The guy stares at the chalkboard behind me, “Can I haaaaaaaaave”—“a sugar-free skim iced chai.”
“A sugar free skim iced chai,” I say. And I try not to look over at Brad, who I can feel watching us through the glass pastry case he’s washing.
“Hey Ellie!” Brad calls out. He’s using his best “casual” voice, which is about an octave higher than his regular one. “Isn’t this such a coincidence? How we were just talking about sugar-free skim iced chais and how good they are? And now this customer is ordering a chai? What was that funny thing you were saying about them? About sugar-free skim iced chais?”
I feel my face turning red. The thing that’s fun about Brad is that he’ll say pretty much anything to anyone; this is also the thing that makes me want to throw a muffin at his head sometimes, one of those dangerously giant ones that we sell here for five twenty-five.
I turn back to the guy and make an exaggerated shrug, like, “Who is this nut? And why is he cleaning the pastry case?” But the guy who is now busy checking out his reflection isn’t paying attention to any of this, anyway—he’s too in the back of the espresso machine seems rather oblivious to all of this.
I make his drink and hand it to him.
“That’ll be three fifty please.”
He watches the muscles in his forearm as he pays me, and then turns around to walk out.

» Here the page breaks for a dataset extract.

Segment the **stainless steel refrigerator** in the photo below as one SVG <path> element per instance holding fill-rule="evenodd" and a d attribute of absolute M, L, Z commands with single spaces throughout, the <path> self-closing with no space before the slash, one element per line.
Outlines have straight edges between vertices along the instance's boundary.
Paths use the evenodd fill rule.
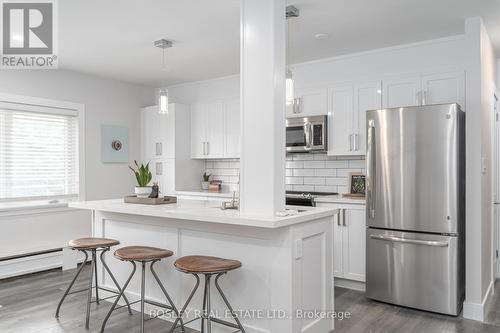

He’s almost at the door, but then turns back and marches toward the counter. He’s holding his clear plastic cup up to his face. “This doesn’t taste like skim milk.” He jiggles the cup around. He stares at me, then down at the cup, then back at me. “You gave me a different kind of milk, didn’t you?”
He’s taken his sunglasses off. His face is too tan. And weirdly wrinkly. He makes this intense eye contact for a second, like I’ve been lying to him, but now that his glasses are off, I’ll finally have to ‘fess up.
“Nope,” I say. That was definitely skim.”
“You’re positive about that?” He keeps the eye contact a second too long and then holds the cup up above his head, looks at the bottom of it, as if that’s where all the fat has deposited itself.
“I’m positive,” I say. “I can make you another one if you want.”
The guy just stands there. “No,” he says. And then he raises his eyebrows like he thinks I’m trying to trick him but wants me to know I haven’t entirely gotten away with it. “But I think we both know what you’re trying to do here.” He stands there one second longer, staring, and then finally turns and walks out the door.
I wait two beats after the doors close, then I turn toward Brad. The moment our eyes meet we burst out laughing. “Oh. My,” Brad says. He’s standing up, holding the spray bottle and rag to his hip. “I thought he looked kinda cute when he first came in, but I should have known his big shiny glasses were hiding a face fullo insaneness.” Brad shakes his head slowly. “Arms like that do not come without a price.”
"Um, speaking of insaneness?" I cross my arms and raise my eyebrows.